The Spanish word misericordia means "self-sacrificing." When I look at the word, I see three parts: one, the root ser which means being or existence; two, although I do not know this to be true in Spanish, mis- in English is usually a negative prefix (meaning whatever follows is not true); and three cordia, which reminds me of the Spanish word for heart, corazón. The rough interpretation that immediately entered my head was "a heart that is willing to give up its existence." For me, that was powerful.
The Bible expresses it this way:
Greater love hath no man than this, that a man lay down his life for his friends.Self-sacrificing love is a love that cares so much about you that I do not care about me anymore. It is a love that feels that your life, even without me in it, is more valuable than mine without you in it. The thought that God could not bear to be without me - to the point of being willing to not exist - is an overwhelming thought that will take eternity to fully absorb.
Have you ever wanted to be missed? Wanted to be needed? Wanted to be wanted? I have; and it is a miserable reality when you discover that the people you would like to care don't.
Years ago, I had an experience that completely turned my social standing upside down. Once the center of all church happenings, I was now an outcast. I can assure you that the worst part was not that it happened; no, it was the rude awakening I had after denying for so long that it happened. I tried for a while to pretend nothing had happened; that I was innocent; that there were still people who cared about me; that I was not actually alone. To realize publicly that those sentiments are completely wrong is quite the shock.
At that time, all "alone" with just my family for companions, I discovered that I had changed. I had allowed my personality to dissolve into that of my friends, to be diluted by there preferences, to be tainted by their negative traits. It was bad enough that my personality needed work in the first place; now it was in shambles. New friends wanted me to talk; but I was reserved, not wanting to scare them off with my "hogging the show" as my old friends had described it. New friends wanted me to play with them, try new things: but I did not want to show off, or conversely, uncover my ineptitude and be laughed at. Things that were not me became me, and I discovered that people who wanted to care could not because I could not let them.
Slowly, I understood that these were friends not profitable to my character growth. They were not necessarily bad people; but I had obviously not benefited from them as much as I had lost. With time, I came to the peace of knowing that while God did use them at an earlier point in my life, it was time to move on. This actually helped me stop trying to be someone I was not, because now there no one to impress.

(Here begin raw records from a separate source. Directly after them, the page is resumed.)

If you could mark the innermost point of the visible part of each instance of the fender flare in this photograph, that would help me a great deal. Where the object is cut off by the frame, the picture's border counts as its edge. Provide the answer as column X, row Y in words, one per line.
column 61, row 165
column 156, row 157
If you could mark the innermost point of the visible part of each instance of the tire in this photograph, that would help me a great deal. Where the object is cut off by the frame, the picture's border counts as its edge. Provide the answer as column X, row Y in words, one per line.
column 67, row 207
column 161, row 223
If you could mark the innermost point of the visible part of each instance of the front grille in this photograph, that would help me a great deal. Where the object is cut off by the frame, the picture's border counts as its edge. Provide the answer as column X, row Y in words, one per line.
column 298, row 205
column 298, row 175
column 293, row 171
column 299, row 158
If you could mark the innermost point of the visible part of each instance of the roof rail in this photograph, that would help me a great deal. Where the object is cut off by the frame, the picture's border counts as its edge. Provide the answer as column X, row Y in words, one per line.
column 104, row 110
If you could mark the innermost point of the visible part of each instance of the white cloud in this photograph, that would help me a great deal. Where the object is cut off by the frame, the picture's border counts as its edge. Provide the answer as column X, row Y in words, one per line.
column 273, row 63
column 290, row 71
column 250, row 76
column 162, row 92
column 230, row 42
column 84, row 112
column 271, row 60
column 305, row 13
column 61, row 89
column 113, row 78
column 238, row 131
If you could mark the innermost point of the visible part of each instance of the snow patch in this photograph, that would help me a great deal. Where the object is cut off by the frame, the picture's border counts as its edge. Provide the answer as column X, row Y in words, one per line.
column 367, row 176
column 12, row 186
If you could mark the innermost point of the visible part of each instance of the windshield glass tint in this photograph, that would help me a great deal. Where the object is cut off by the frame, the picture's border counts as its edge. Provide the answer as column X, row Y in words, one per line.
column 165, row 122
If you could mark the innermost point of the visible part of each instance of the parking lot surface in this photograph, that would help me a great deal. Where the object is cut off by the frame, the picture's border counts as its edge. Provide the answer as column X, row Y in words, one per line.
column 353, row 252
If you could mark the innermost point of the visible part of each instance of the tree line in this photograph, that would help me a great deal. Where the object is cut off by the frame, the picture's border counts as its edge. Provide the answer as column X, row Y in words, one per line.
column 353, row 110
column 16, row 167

In time I re-discovered God's love and mercy. But I found myself trying to change myself to be liked and accepted by God. It was hard for me to just let Him have me without fixing something first. And of course, fixing is a long and tedious process, especially when you are operating on negative strength. But this word misericordia brought me to a reality I am only now beginning to comprehend: God's love is so deep that He would stop existing to make me live. Through the cross, He basically says, I would miss you. Other people may never, but I would miss you tremendously. He would give up - and has given up - everything so that I can have a new heart, and new life, and a new Friend.
Notice something extraordinary about this idea of self-sacrificing love. Jesus says that we should love our enemies by praying for them, by not rendering evil for evil for railing for railing, but contrariwise blessing (Matthew 5:44, 1 Peter 3:9). But self-sacrificing love is only poured out on a friend: for there is no greater love than that a man lay down his life for his friends.
Yes, you are considered God's friend; and the moment you accept that reality, it is true in your life. Only after Lucifer openly rebelled was he called "the adversary." Only upon your rejection of God's mercy are you at enmity with God. Until you say "no," you are His friend.
What will you say to such great love?